Habían pasado varios meses desde aquello cuando una mañana les despertó la noticia. Tras un par de semanas ingresado, Iván hizo cierto el diagnóstico. Ernesto, Pedro y César hablaron con la familia y tras una complicada negociación consiguieron que se hiciera realidad la voluntad de Iván. Se fueron a un garito infame de la Plaza de los cines de La Luna y pidieron cuatros vasos de pacharán, y puede ser que después otros cuatro, y para terminar cuatro más. Cuando en la mesa sólo quedaban sin vaciar los vasos de Iván, se levantaron y se fueron a la esquina de la Gran Vía con la Plaza de Callao. A Iván le encantaba la Gran Vía.
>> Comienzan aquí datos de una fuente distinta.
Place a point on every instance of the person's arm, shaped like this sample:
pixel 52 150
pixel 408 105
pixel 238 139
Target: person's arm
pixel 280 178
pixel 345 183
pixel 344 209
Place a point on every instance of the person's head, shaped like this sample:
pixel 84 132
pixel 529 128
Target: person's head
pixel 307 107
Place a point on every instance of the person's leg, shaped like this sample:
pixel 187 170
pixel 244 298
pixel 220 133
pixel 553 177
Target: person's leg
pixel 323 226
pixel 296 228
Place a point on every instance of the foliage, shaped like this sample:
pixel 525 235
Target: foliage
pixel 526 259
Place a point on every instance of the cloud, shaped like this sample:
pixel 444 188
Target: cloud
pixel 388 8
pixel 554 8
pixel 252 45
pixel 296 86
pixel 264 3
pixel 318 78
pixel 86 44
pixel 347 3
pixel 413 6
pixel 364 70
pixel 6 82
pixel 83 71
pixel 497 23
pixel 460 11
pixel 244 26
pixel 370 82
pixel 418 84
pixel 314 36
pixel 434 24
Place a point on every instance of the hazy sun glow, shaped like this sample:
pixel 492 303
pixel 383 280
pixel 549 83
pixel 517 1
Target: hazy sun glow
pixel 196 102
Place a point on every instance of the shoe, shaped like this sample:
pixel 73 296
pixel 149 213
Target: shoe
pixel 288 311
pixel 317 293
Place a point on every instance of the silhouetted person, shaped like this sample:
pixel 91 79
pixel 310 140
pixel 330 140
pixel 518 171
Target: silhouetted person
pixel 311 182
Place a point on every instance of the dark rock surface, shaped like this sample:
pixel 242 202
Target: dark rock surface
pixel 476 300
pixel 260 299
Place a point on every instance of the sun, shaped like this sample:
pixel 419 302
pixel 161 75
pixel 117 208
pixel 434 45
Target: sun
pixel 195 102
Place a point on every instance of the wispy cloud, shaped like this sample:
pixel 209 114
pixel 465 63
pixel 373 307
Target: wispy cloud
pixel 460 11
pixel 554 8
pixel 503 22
Había sido recorrido de sus paseos preocupados, bocanada de alivio para sus momentos duros, que los había tenido, como los otros tres amigos. Por eso, con la frontera de Portugal a sus pies, en el Monte de Santa Tecla, con el Miño acompañando los litros de alcohol que habían ingerido, Iván les confió su última voluntad.

Por eso la risa floja, por eso no aguantaron casi en pie cuando pensaron que si Iván supiera que lo último que iba a hacer en este mundo era ir a arrear con sus restos en la cara de dos policías municipales, le hubiera dado una carcajada orgullosa. Y mientras sus cenizas subían por los cines Capitol, bajaban hacia Plaza de España, subían con el aire hacia Montera, Ernesto, Pedro y César cogieron la urna y echaron a correr con los municipales blancos de ceniza con un cabreo fino detrás. Ellos eran Ellos, nunca se les jodía un plan. Ellos serían siempre los cuatro.